In May 2019, she related, she was contacted by BBC Panorama in connection with its documentary on Labour antisemitism and shared her experiences of antisemitism online and at Labour events, but she said that her “usual self-confidence had disappeared – I shook and I broke down in the lobby of Broadcasting House,” referring to the BBC headquarters.
A couple of days before the programme aired, she says, “a friend and Labour supporter told me there’d be ‘long-term consequences’ to speaking out and said most of my Labour friends would never speak to me again because of it. I was ‘betraying Corbyn’ and that wasn’t ok.”
Becoming more anguished, Ms Housecroft recounts that “I couldn’t see a way to speak out and not lose/disappoint friends. I didn’t realise I was doing the right thing and that those people didn’t matter. I couldn’t see a way out, so I contemplated suicide. I wrote a note apologising to my family and friends for failing.”
Fortunately, she was talked down from such an extreme recourse, and says that “in the hours and days after the documentary, I was inundated with supportive messages that I still sometimes read.”

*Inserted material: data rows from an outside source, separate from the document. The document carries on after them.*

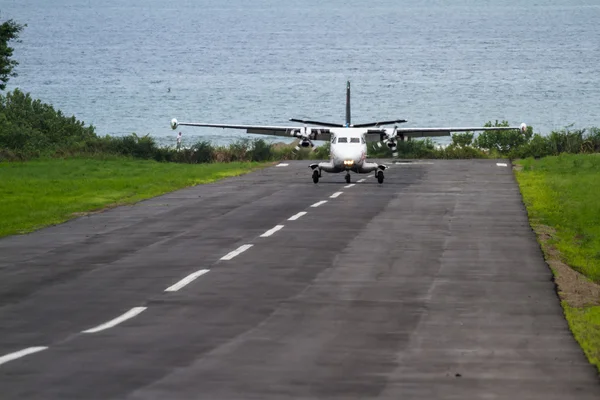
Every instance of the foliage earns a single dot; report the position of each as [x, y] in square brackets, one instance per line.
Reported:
[9, 30]
[462, 139]
[502, 141]
[31, 129]
[562, 192]
[585, 325]
[49, 191]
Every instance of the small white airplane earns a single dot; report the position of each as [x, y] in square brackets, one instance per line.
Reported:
[348, 150]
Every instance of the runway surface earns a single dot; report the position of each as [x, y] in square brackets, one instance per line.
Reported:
[429, 286]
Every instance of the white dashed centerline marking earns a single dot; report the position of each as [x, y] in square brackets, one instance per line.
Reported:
[234, 253]
[128, 315]
[295, 217]
[271, 231]
[188, 279]
[21, 353]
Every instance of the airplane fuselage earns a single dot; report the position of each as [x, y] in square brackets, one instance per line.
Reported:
[348, 149]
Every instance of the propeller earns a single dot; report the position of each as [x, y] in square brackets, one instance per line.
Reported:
[305, 135]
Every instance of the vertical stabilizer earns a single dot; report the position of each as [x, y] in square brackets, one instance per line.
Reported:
[348, 117]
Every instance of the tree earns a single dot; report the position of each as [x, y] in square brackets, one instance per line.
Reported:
[9, 30]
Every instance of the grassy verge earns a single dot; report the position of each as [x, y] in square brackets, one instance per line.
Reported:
[39, 193]
[561, 195]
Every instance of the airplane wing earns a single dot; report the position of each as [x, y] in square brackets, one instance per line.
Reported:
[303, 132]
[402, 133]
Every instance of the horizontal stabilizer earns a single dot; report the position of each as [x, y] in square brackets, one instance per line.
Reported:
[328, 124]
[379, 123]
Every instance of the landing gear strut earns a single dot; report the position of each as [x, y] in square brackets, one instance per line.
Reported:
[316, 176]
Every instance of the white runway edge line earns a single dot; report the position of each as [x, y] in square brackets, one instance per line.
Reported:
[271, 231]
[236, 252]
[295, 217]
[128, 315]
[21, 353]
[185, 281]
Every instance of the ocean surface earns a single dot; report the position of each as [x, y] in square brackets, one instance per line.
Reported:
[132, 65]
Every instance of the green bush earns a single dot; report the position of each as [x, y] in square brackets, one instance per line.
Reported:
[30, 129]
[502, 141]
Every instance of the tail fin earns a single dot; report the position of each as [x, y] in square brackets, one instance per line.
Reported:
[348, 117]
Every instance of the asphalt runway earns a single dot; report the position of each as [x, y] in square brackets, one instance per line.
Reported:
[429, 286]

Accompanying these supportive messages, she relates, came “the meaningless platitudes from people who’d been complicit for four years. A shadow cabinet member who’s backed Corbyn to the hilt had the audacity to tell me to make sure I looked after myself. The silence and/or pointless rhetoric from MPs after the documentary proved its point perfectly.”
She went on to criticise the Labour Party for failing to live up to its words on mental health and whistleblowers.
“Senior figures sit in silence whilst grassroots activists suffer torrents of abuse and Jewish women MPs are driven out of the Party,” she writes. “The Jewish community’s calls for action are systematically ignored. If we ever want to be an anti-racist party again, Jeremy Corbyn must go.”
She ends by thanking the friends and allies she has had during this period.
It is deplorable that a young and courageous activist, who clearly stands for values that could make Labour proud, is reduced to shame and horrific contemplations as a result of the institutional antisemitism in the Party. Ms Housecroft is absolutely right that Labour’s antisemitism crisis cannot be resolved by those who created it. Labour cannot be a force for good while it is in the grip of Jeremy Corbyn.
On 28th May, the Equality and Human Rights Commission launched a full statutory investigation following a formal referral and detailed legal representations from Campaign Against Antisemitism, which is the complainant.
In recent months, thirteen MPs and three peers have resigned from the Labour Party over antisemitism, along with a large number of MEPs, councillors and members.
Over 57,000 people have now signed our petition denouncing Jeremy Corbyn as an antisemite and declaring him “unfit to hold any public office.”